CNN+, a streaming news service, debuted on Tuesday with a mix of recognizable names like Anderson Cooper and Chris Wallace, original programs, and new features like the “Interview Club,” which allows users to put their own questions to experts.
The pioneer of cable news is attempting to capitalize on the convergence of two trends: the growing popularity of streaming video and the expansion of digital subscriptions at major news organizations.
With its acquisition of “The Athletic,” The New York Times in February reported it had surpassed 10 million subscribers, the majority of whom are digital-only subscribers.
“CNN+ is the most important initiative that CNN launched since Ted Turner founded the network 42 years ago,” Andrew Morse, chief digital officer for CNN Worldwide who oversees the new streaming service, said in an interview with Reuters.
The launch comes just days ahead of the anticipated closing of the sale of CNN parent Warner Media to Discovery Inc.
Chris Licht, the executive producer of “The Late Show with Stephen Colbert” on CBS, will become chairman and chief executive of CNN Global in May.
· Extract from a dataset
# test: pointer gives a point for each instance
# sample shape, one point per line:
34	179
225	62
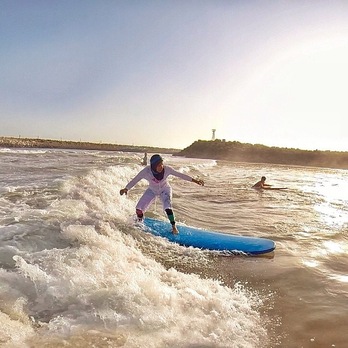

The subscription service made its debut in the United States on Amazon Fire TV and on Android and Apple devices, and it costs $5.99 a month.
Those who subscribe within the first four weeks receive a 50% discount permanently until they stop subscribing.
The cable news pioneer won’t re-purpose its newscasts online, as services like NBC Universal’s Peacock does, which provides viewers with on-demand access to the “NBC Nightly News with Lester Holt.”
Its cable news unit, MSNBC, plans to expand streaming this spring with a dedicated hub on Peacock.
CNN+ will offer a combination of live, on-demand and interactive programming, with an emphasis on original content.
Former NPR “All Things Considered” host Audie Cornish will be doing weekly in-depth interviews, and CNN chief media correspondent Brian Stelter will offer daily installments of his “Reliable Sources” email newsletter and Sunday show.
CNN+ will feature original series including “The Murdochs: Empire of Influence,” based on Jonathan Mahler and Jim Rutenberg’s New York Times Magazine article about the legacy of media mogul Rupert Murdoch.
“There is a major opportunity for news organizations to capture an audience that they are not connecting with,” said Christy Tanner, the former general manager of CBS News Digital.